The last time the Panthers started 0-3 was 2010, the year John Fox got fired. Rivera avoids that fate, for now, but he's got 13 games left to play.
Not even Bill Leavy could help the Vikings, though he tried by granting them an extra timeout. Minnesota is 0-3, but at least it was close this week. Again. So what's wrong here?
Adrian Peterson has yet to top 100 yards in a single game this season. It took him until Week 4 last year to do that. He's actually off to a better start this season with 281 rushing yards on 69 attempts through three games.
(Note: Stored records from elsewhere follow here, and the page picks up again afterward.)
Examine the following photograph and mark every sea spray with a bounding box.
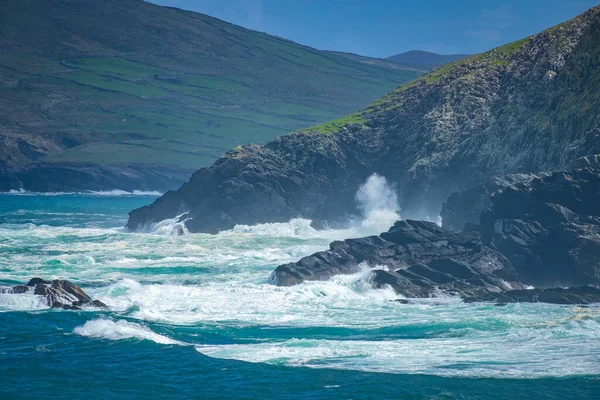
[356,174,400,234]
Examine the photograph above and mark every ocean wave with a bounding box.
[0,189,163,197]
[73,319,183,345]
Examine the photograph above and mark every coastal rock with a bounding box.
[4,278,108,310]
[442,168,600,287]
[127,7,600,232]
[270,168,600,304]
[464,286,600,304]
[270,220,523,297]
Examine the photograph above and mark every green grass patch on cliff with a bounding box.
[301,113,367,135]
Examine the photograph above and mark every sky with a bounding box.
[151,0,599,58]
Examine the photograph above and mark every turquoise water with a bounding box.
[0,193,600,399]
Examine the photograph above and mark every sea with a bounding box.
[0,191,600,400]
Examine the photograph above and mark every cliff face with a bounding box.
[128,7,600,232]
[270,168,600,303]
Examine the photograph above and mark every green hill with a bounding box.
[0,0,421,169]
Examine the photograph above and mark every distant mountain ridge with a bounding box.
[386,50,470,70]
[0,0,421,190]
[128,6,600,232]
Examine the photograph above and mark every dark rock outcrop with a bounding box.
[270,221,523,297]
[127,7,600,232]
[442,168,600,287]
[270,168,600,304]
[0,163,193,192]
[3,278,108,310]
[464,286,600,304]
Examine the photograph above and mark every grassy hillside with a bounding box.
[0,0,421,168]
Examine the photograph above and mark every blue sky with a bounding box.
[152,0,598,57]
His 4.1 yards per carry tops his 4.0 yards per carry through three games last season. He had 230 yards on 58 attempts in his first three games last year.
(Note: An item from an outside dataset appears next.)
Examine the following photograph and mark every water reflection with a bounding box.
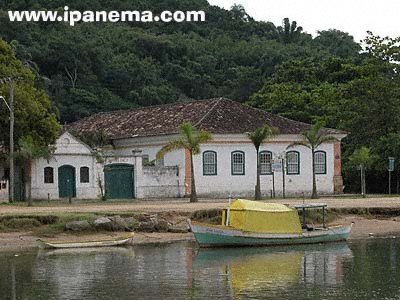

That brings us to Christian Ponder, who is not the same player he was at this point last season:
Ponder hasn't changed. He's got the same noodle arm he always had; we've had more time to get used to it.
One thing that has changed is Minnesota's lineup of receivers. Percy Harvin, shipped out in the spring, had 27 catches for 277 yards through three games last season. Kyle Rudolph caught 13 passes for 138 yards through three games in 2012. This year's leading receiver is Jerome Simpson with 12 catches and 218 yards. Greg Jennings continues to underwhelm with 11 catches and 160 yards.
Harvin was a good fit for the noodle-armed Ponder, a multi-tool offensive weapon. He was a nightmare matchup for defenses, and had a knack for making something more out of Ponder's dink and dunks.
Ponder isn't the only problem in Minnesota. The defense allowed an average of 21.8 points per game last season. It's allowing 32 points per game this season. What else is there to blame when a team makes everything that Michael Lombardi said about Brian Hoyer true, for a week anyway.
Speaking of Hoyer ...
We shouldn't get carried away with Hoyer. There isn't even a catchy group of words you can lazily slam together to make a cheesy Berman-esque nickname for Hoyer. No wonder my peers and I were so content to laugh him off. Oh, and the Browns.
But the Browns' 2013 tank job got off to a rough start, er, good start -- or, maybe it's just a start. The Browns confuse me.
Days after they trade Trent Richardson and Wally Pipp'd Brandon Weeden, the Browns somehow found a way to score 31 points for their first win of the season. Hoyer threw 54 passes -- no wonder they didn't need a running back -- and accounted for 321 yards and three touchdowns. Of course, he also had three interceptions.
We'll see about Brian Hoyer, franchise quarterback. For now, I suspect dealing Richardson and leaking trade rumors about everyone else with a speck of talent gave the team a little extra motivation. Having Josh Gordon back from his suspension obviously didn't hurt.
There are six teams sitting at 3-0 this season, probably seven after Denver's Monday night game at home against the Raiders. Some are more legitimate than others.
Seattle Seahawks - Is there a flaw with this team? Even Tarvaris Jackson played like a starter in mop-up duty this week. Just think, Seattle gets Bruce Irvin back after next week, and Percy Harvin should be back before the season ends.
Miami Dolphins - We have to wait until Week 8 to see if the Dolphins can challenge the Patriots for the AFC East.
New Orleans Saints - Rob Ryan's defense is supposed to be bad. That's what we were led to believe in August. New Orleans has allowed a mere 38 points through three games. Only Seattle, New England, Kansas City and Carolina have given up fewer points.
Kansas City Chiefs - Is a 6-0 start possible? It is. The Chiefs' toughest game until they play the Houston Texans in Week 7 is a home game against the Titans in two weeks. Are the playoffs possible? Sure thing, this is the AFC.